I probably should have posted this earlier since other people have had
this problem. Thanks Martin Moore from DEC support who was very helpful. I
have not yet had a chance to try the pre-release patch, but at least this
might explain some things. 
-Saar Picker
=========================================================================
 Saar Picker				     saarp_at_socrates.berkeley.edu
 CCS/SDA - Administrative Unix 				  (510) 643-8168
=========================================================================
---------- Forwarded message ----------
Date: Fri, 24 Jul 1998 13:51:31 -0400 (EDT)
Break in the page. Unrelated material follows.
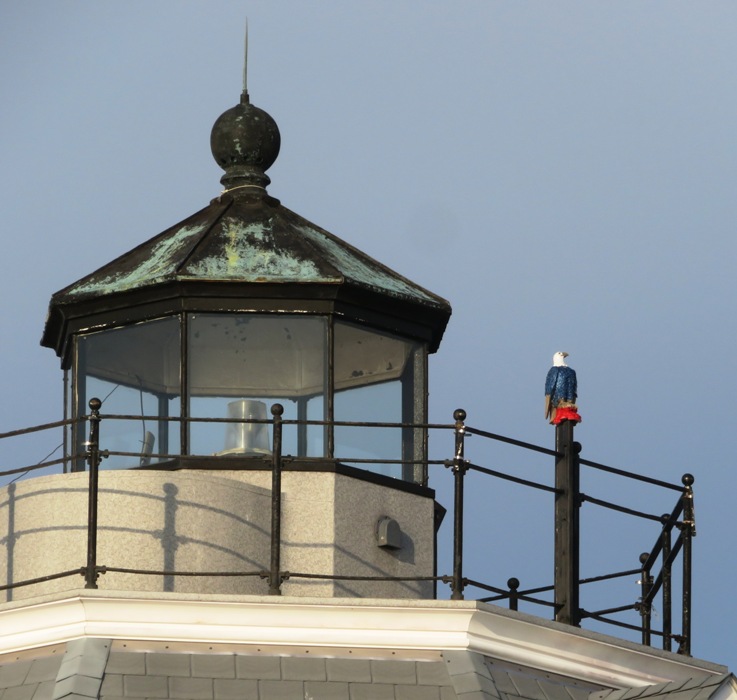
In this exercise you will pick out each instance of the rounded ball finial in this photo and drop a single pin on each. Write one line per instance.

From: Martin Moore <martin_at_decatl.alf.dec.com>
To: Saar Picker <saarp_at_socrates.berkeley.edu>
Cc: martin_at_decatl.alf.dec.com
Subject: Re: processes not finishing problem
But there is a bug that was introduced in patch kit 1 (it's not fixed in
kit 2, which was just released, but the fix should be in kit 3; I know
Engineering has recently solved the bug.) 
If you have any application that uses mmap on an Advfs filesystem under either
of the following circumstances:
1.) The application does an mlockall() and then an mmap().
or
2.) The application is multithreaded, and does an mmap() in one thread, and a
    read() or write() to the same file from another thread.
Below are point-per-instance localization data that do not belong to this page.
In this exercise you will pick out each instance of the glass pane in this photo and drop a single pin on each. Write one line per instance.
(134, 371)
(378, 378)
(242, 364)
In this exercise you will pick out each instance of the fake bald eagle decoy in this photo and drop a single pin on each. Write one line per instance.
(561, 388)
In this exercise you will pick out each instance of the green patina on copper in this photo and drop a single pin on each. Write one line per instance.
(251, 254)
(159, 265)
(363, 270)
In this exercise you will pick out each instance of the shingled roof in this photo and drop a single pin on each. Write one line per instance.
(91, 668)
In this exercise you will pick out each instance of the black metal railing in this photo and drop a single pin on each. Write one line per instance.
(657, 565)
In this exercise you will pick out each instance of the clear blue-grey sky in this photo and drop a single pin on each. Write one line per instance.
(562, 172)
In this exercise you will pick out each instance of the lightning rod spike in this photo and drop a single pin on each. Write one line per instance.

it will induce an Advfs locking problem such that subsequent accesses to the
domain will hang.  Blocked threads because of this hang can in turn hold locks
that subsequently block other threads, etc.  
The scenario you described is very similar to what I have seen induced by this
problem.  There's no way to tell for sure, though, without forcing a crash on
the system when in this state, and looking at the crash dump.  
If you have a software contract, I'd suggest logging a call to your CSC, so
you can have the problem analyzed and, if it's the problem described above,
you can get a pre-release copy of the patch.
Martin
-- 
Martin J. Moore                         5555 Windward Parkway West
Digital UNIX Expert Team                Alpharetta GA  30004-7407
Customer Services Division              +1-800-354-9000 x31679
Compaq Computer Corporation             mailto: martin_at_alf.dec.com
Here's the original posting:
> From saarp_at_socrates.berkeley.edu Tue Jul 28 09:41:38 1998
> Date: Fri, 24 Jul 1998 10:24:00 -0700 (PDT)
> From: Saar Picker <saarp_at_socrates.berkeley.edu>
> To: alpha-osf-managers_at_ornl.gov
> Subject: processes not finishing problem
> 
> 
> Hello all,
> 
> We've been experiencing some strange problems on our DEC8200 high volume
> mail server. We're running 4.0D with the latest patch kit. 
> 
> Every once in a while commands like 'ls' and 'ps' stop returning and
> cannot be killed. After a while, the whole machine slows down and dies as
> the memory and swap fill up. The 'ls' problem is strange because it will
> hang only on certain directories and work on others on the same
> filesystem.
> 
> Has anyone ever seen anything like this?
> 
> Thanks.
> -Saar Picker
> 
> =========================================================================
>  Saar Picker				     saarp_at_socrates.berkeley.edu
>  CCS/SDA - Administrative Unix 				  (510) 643-8168
> =========================================================================
> 
Received on Tue Jul 28 1998 - 16:48:38 NZST